I've read many times that the smash product of pointed topological spaces is not associative, for example $\mathbb{N} \wedge (\mathbb{Q} \wedge \mathbb{Q})$ is not homeomorphic to $(\mathbb{N} \wedge \mathbb{Q}) \wedge \mathbb{Q}$. How to prove this?
In general $\mathbb{N} \wedge X = \bigvee_{n>0} X$, so that $\mathbb{N} \wedge (X \wedge Y) = \bigvee_{n>0} (X \wedge Y)$ and $(\mathbb{N} \wedge X) \wedge Y = (\bigvee_{n>0} X) \wedge Y$. By the universal property of the wedge sum, we get a canonical continuous map $$\mathbb{N} \wedge (X \wedge Y) \to (\mathbb{N} \wedge X) \wedge Y,~(n,(x,y)) \mapsto ((n,x),y).$$ It is clearly bijective. For $X=Y=\mathbb{Q}$ it should not be open - why? Probably one has to take some open subset of $\mathbb{Q} \times \mathbb{Q}$ which approaches the base point $(0,0)$ in a weird way?
Can someone explain/supplement Joriki's proof?

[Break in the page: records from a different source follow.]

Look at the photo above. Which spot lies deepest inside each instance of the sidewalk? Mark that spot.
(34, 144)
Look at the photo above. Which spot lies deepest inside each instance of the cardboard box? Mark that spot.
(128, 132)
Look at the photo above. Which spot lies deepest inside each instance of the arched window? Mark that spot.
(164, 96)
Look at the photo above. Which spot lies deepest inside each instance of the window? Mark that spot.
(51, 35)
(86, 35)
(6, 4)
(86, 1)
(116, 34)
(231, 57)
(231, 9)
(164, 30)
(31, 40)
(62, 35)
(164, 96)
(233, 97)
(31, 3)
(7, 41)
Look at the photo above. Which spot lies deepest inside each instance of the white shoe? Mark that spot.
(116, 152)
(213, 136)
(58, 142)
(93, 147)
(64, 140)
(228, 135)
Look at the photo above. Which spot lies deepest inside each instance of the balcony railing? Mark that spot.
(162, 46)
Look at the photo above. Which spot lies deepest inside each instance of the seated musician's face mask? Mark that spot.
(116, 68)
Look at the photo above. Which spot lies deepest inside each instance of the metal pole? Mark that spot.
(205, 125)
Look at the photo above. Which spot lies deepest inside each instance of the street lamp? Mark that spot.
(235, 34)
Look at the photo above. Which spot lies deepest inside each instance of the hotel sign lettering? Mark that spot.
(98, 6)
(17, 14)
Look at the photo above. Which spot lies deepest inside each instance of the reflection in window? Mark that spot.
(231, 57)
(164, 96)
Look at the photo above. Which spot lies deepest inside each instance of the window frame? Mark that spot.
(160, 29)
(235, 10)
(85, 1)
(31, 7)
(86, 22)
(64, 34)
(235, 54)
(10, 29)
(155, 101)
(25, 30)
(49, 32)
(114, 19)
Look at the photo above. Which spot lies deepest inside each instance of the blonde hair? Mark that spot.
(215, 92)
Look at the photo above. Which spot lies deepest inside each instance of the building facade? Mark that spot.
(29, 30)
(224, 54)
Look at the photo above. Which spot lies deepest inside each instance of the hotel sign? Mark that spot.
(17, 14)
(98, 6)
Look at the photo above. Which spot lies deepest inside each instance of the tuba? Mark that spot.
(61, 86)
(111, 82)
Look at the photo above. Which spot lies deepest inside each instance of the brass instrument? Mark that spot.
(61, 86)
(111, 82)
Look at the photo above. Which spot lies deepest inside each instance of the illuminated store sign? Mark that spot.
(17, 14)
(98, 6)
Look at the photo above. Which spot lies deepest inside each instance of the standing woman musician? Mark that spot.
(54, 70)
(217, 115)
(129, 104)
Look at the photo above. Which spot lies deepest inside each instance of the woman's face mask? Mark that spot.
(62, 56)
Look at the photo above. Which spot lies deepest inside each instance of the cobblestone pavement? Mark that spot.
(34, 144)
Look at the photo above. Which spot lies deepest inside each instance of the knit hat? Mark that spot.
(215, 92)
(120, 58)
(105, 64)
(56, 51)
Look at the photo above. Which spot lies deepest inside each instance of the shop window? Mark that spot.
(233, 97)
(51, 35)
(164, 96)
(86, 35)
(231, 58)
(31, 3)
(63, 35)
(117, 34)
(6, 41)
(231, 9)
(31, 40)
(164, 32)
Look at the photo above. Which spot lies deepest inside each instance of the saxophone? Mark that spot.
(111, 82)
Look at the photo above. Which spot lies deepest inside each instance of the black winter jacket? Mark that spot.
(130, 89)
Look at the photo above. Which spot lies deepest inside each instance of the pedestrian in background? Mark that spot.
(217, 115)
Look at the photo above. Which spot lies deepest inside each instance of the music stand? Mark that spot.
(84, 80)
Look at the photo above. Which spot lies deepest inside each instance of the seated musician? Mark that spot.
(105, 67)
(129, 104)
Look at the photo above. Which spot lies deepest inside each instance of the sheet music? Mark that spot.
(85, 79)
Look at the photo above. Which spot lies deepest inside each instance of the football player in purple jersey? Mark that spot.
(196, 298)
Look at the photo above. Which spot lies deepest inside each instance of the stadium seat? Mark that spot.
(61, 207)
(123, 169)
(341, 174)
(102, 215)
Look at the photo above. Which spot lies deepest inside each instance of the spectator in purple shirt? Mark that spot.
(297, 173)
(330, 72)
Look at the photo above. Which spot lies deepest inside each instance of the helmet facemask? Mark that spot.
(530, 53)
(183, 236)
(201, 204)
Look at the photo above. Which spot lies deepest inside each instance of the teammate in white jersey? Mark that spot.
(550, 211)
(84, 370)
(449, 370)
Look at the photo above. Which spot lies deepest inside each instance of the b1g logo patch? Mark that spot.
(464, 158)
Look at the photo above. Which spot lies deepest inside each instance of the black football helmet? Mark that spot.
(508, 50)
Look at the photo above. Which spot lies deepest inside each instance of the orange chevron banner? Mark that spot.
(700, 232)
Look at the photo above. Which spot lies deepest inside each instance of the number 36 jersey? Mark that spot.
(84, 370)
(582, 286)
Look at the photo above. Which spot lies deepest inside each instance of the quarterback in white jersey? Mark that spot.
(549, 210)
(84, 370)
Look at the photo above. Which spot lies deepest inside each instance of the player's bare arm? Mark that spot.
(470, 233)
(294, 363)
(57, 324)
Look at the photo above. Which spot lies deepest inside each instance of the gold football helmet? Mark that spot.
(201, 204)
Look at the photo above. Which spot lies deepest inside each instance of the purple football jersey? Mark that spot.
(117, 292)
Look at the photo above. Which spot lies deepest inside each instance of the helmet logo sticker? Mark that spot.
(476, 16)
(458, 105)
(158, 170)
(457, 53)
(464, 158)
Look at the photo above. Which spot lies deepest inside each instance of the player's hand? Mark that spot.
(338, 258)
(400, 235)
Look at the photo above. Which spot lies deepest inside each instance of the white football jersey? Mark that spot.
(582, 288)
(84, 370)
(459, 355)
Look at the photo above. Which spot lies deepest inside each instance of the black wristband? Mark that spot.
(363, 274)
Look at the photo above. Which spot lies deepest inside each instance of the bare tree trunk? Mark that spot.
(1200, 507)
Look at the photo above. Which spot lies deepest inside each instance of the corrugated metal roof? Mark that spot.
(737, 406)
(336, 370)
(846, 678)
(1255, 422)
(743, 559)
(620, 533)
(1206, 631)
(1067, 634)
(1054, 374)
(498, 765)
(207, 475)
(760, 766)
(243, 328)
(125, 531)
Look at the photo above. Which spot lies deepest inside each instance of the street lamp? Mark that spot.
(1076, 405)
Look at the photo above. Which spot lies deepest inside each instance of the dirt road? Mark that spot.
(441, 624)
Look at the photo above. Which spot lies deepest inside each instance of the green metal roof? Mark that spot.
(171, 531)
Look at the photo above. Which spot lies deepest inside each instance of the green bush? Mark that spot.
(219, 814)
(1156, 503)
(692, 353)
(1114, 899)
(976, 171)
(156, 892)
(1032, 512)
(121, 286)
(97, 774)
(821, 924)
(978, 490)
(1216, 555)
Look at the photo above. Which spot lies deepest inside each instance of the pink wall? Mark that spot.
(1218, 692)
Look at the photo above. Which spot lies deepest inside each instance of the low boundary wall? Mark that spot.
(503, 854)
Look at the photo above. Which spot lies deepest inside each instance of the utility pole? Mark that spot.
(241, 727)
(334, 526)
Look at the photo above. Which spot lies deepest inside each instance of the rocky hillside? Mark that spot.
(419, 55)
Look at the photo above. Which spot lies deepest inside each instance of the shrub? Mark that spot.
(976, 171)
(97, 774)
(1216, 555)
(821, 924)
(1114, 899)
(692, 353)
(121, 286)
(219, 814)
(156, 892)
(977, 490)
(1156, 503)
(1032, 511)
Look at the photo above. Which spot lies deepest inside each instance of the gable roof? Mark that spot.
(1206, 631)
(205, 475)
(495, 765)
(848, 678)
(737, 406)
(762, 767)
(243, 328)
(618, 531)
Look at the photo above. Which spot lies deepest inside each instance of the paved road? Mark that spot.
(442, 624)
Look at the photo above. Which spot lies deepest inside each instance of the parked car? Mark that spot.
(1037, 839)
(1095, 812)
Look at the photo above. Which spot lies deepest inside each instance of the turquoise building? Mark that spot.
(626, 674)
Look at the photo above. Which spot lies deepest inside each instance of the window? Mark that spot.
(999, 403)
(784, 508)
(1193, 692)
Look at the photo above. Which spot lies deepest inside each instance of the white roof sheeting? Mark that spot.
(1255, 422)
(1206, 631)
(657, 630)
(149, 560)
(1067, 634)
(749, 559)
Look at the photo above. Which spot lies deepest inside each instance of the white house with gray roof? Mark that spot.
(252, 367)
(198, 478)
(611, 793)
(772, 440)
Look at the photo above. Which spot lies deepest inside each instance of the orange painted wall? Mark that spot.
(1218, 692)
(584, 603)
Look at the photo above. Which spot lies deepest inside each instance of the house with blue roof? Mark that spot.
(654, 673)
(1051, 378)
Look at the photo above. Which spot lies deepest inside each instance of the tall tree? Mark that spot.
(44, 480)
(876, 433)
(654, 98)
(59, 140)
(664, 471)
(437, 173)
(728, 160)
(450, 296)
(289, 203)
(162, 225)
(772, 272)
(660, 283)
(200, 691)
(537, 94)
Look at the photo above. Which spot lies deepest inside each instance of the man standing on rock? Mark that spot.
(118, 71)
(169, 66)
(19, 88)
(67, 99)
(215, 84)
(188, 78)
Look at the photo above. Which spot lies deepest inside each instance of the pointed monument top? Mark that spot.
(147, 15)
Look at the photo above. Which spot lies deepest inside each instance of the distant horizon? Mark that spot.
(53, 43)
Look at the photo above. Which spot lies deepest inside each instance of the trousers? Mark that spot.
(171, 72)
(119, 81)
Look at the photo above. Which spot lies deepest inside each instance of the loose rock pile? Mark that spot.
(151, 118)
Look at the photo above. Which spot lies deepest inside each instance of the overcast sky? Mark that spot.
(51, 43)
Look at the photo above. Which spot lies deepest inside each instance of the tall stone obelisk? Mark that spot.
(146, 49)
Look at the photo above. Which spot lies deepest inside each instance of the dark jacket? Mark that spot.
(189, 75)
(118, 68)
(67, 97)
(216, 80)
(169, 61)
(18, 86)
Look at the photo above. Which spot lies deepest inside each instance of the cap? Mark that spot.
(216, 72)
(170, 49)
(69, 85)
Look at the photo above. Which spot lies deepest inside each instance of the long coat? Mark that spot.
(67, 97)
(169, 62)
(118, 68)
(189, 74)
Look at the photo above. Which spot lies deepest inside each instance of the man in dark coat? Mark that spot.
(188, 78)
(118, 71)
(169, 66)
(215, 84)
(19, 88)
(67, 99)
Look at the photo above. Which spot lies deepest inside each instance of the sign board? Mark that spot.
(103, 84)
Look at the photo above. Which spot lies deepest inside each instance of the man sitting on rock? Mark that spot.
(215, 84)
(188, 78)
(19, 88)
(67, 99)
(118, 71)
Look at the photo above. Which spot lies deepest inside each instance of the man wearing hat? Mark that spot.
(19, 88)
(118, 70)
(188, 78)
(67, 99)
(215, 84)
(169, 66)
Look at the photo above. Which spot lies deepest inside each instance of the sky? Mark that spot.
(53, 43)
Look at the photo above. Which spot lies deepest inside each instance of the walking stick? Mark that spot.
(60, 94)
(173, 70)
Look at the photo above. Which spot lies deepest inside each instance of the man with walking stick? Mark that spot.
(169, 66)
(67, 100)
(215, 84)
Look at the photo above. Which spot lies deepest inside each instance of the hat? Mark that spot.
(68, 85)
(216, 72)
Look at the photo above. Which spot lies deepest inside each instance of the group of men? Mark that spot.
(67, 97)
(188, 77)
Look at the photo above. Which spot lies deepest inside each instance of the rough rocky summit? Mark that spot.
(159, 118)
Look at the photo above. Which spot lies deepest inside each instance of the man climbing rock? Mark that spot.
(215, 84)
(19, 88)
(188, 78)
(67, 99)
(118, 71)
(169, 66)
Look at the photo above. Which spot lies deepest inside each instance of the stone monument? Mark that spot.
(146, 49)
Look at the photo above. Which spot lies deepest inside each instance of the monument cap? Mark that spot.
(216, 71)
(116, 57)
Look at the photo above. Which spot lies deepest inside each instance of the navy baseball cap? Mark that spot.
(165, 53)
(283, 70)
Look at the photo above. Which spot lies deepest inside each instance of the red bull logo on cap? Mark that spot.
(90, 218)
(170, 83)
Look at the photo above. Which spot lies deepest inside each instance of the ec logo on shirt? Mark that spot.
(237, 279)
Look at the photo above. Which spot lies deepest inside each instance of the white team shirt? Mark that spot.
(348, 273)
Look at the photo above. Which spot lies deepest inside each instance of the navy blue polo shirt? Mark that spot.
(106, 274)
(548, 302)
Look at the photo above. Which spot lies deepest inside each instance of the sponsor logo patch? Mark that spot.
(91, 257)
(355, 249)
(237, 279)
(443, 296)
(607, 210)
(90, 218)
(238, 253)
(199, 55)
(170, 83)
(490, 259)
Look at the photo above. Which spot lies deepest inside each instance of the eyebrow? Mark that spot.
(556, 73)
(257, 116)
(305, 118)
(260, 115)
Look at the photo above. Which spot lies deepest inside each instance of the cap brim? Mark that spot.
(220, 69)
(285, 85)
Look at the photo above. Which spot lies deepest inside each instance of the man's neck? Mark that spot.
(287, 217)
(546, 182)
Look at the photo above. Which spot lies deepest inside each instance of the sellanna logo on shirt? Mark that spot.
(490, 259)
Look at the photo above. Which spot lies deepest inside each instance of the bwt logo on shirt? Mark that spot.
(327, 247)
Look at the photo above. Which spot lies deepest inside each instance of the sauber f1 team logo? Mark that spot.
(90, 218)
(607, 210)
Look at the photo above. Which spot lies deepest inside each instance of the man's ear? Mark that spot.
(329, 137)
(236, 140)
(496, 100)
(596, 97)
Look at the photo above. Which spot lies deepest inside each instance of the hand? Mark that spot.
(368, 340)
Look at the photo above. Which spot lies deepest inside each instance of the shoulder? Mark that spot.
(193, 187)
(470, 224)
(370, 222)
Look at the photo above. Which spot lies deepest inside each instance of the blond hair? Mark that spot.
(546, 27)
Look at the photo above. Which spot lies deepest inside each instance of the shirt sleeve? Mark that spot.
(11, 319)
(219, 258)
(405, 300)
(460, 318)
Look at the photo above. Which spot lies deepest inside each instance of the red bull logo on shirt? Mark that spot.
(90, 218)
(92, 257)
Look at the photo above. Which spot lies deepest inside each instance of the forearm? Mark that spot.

The preimage in $(\mathbb N\wedge\mathbb Q)\times\mathbb Q$ of an open neighbourhood of the origin of $(\mathbb N\wedge\mathbb Q)\wedge\mathbb Q$ must contain a product of open neighbourhoods of the origins of $\mathbb N\wedge\mathbb Q$ and $\mathbb Q$, so its preimage in $\mathbb N\times\mathbb Q\times\mathbb Q$ must contain a set of the form $\{0\}\times\mathbb Q\times U$, where $U\subseteq\mathbb Q$ is a neighbourhood of $0$. However, $\{(n,x,y)\mid|xy|\lt1\}$ doesn't contain such a set, and its image in $\mathbb N\wedge(\mathbb Q\wedge\mathbb Q)$ is open.